Steady growth has rapidly increased Bangladesh's domestic demand for energy, transport and urbanisation. But insufficient planning and inadequate investment have resulted in increasingly severe infrastructure bottlenecks. To sustain growth, Bangladesh urgently needs to implement structural reforms, expand investments in human capital, increase female labour force participation, and raise productivity through increased global value chain integration. Reducing infrastructure gaps and improving the business climate would allow new productive sectors to develop and generate jobs.
An irony in the growth story of Bangladesh is that the rate of employment generation has slowed down. The recently released data of the Bangladesh Bureau of Statistics (BBS) presents a disconcerting job scenario. While the GDP growth figure is impressive, the rate of quality job creation is poor. Economists, planners, development practitioners, development partners, all have identified job creation as the country's top development priority.

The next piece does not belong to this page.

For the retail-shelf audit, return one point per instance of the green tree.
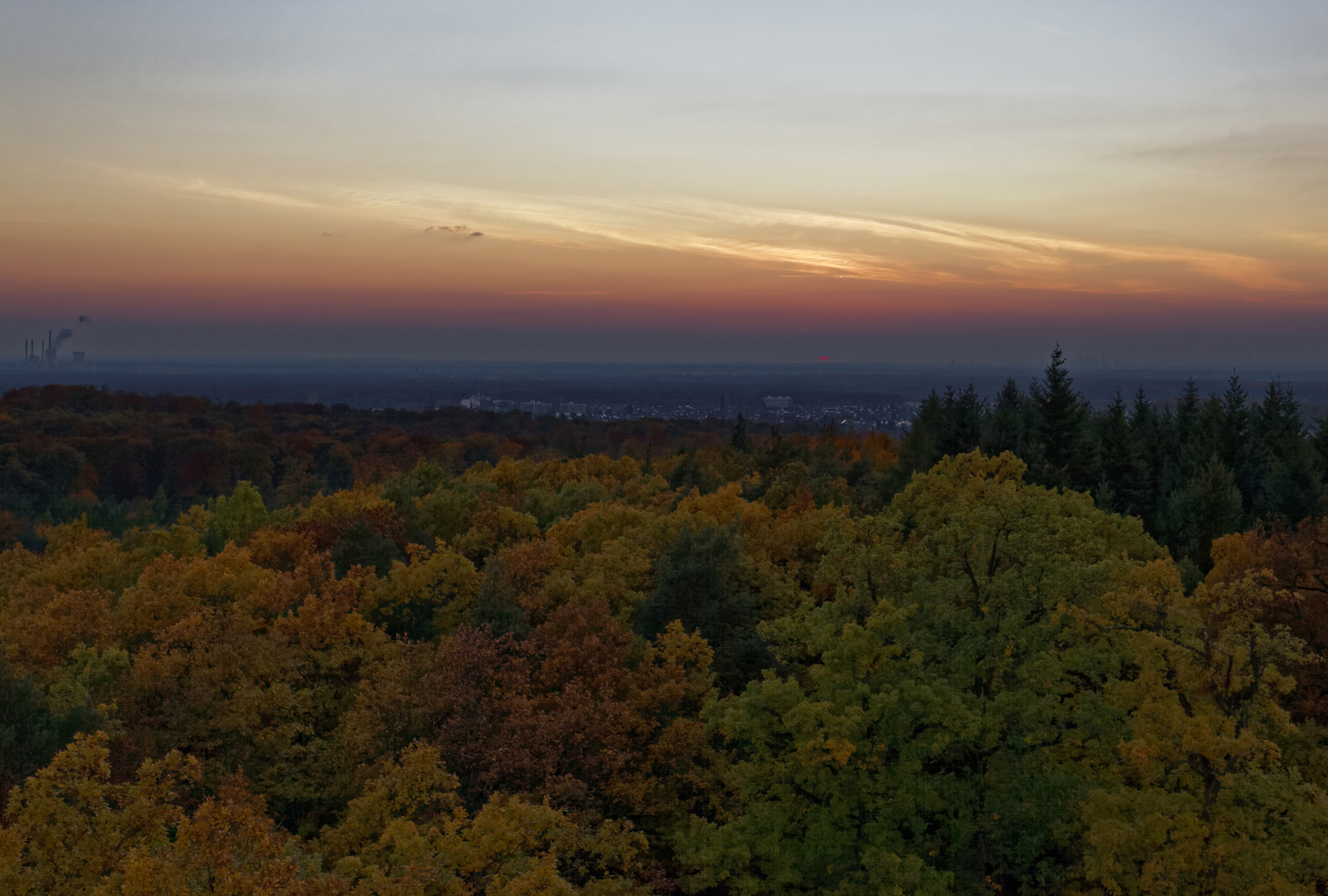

Between the years 2003 and 2016, the economy generated more than 1.15 million jobs per year on an average. The pace of job creation has fallen in recent years: while the total employment grew by 3.1 per cent per annum between 2003 and 2010, it grew by only 1.8 per cent per annum between the years 2011 and 2016. Due to this slowdown, women and youth population have been hit hard in particular. The World Bank (WB) in its latest Bangladesh Development Update has observed, "Low levels of technology, outdated management practices, and lagging skills of the workforce contribute to the creation of low quality jobs. The vulnerable groups are facing higher challenges to find jobs."

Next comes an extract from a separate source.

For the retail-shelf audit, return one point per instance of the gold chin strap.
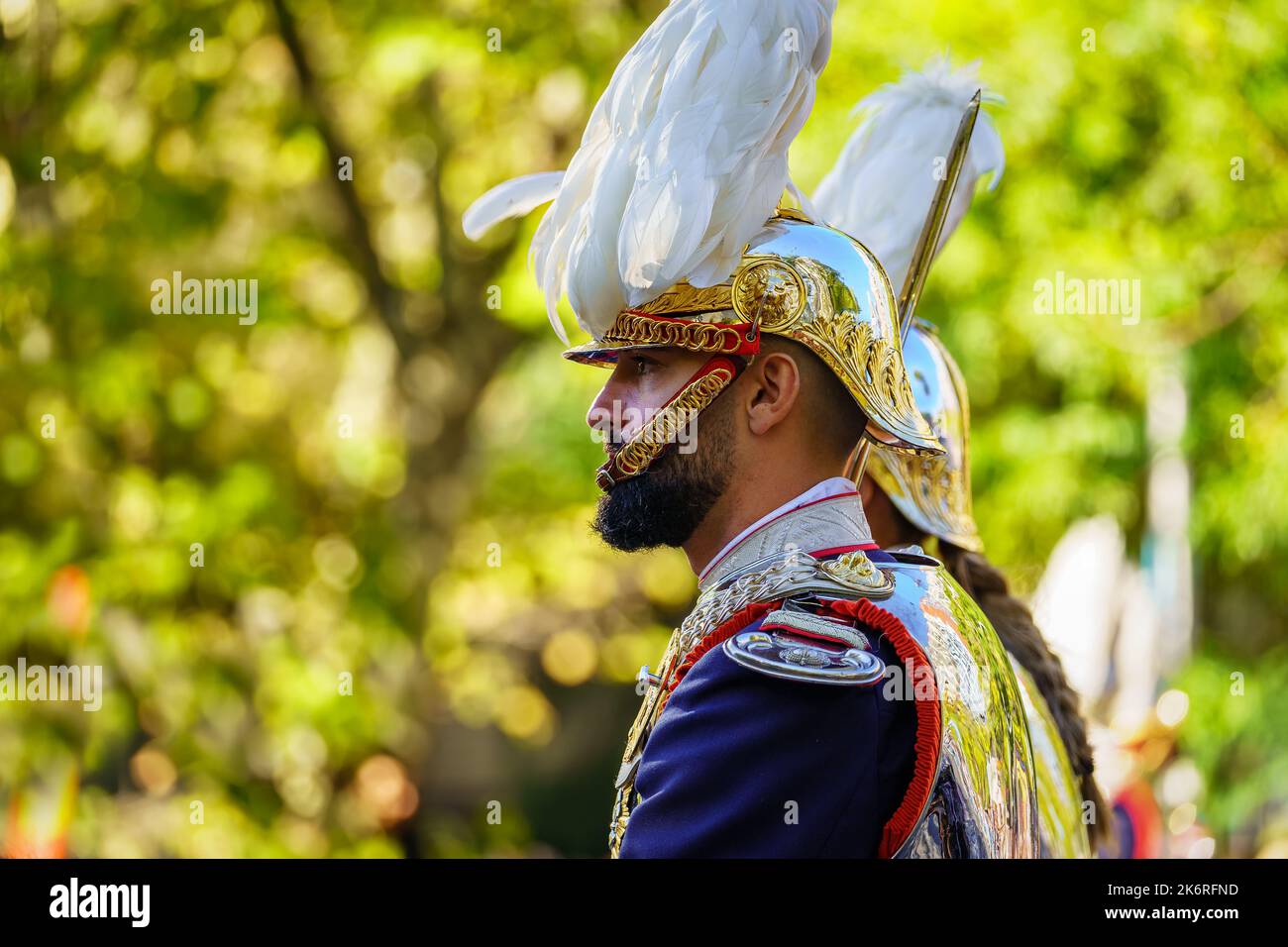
(648, 444)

Another big problem is unequal distribution of jobs among different parts of the country. Dhaka division alone accounts for 45 per cent of all industry jobs and 37 per cent of all services jobs of the country. No less worrying than regional job concentration is a very high rate of unemployment among the educated youths. The problem of unemployment of the educated youths largely originates from a highly ill-planned education system.
Bangladesh can create more, better and inclusive jobs and boost its growth potential by focusing on micro-financial stability, structural reforms, urban planning and technological advances. The prevailing situation here also calls for further policy support and special efforts for enough job creation. Our RMG sector has been a critical catalyst of creating more and inclusive jobs. Recently, while other manufacturing sectors are growing rapidly to meet increasing domestic demand, export-oriented sectors beyond RMG need to emerge to create quality jobs on a large scale. Continued labour market training programmes may also usher in further prospects.
In fact, Bangladesh is in dire need to create more and better jobs for the 2.1 million youths entering the job market every year. To do so, this country, among other things, will need to remove the barriers to higher growth posed by low access to reliable and affordable power, poor transportation infrastructure, limited availability of serviced land, rapid urbanisation and vulnerability to climate change and natural disasters. There is no denying the fact that young generation has much interest in potential new sectors, ICT-driven ventures and start-up companies. Here lies the potential for the next phase of job creation.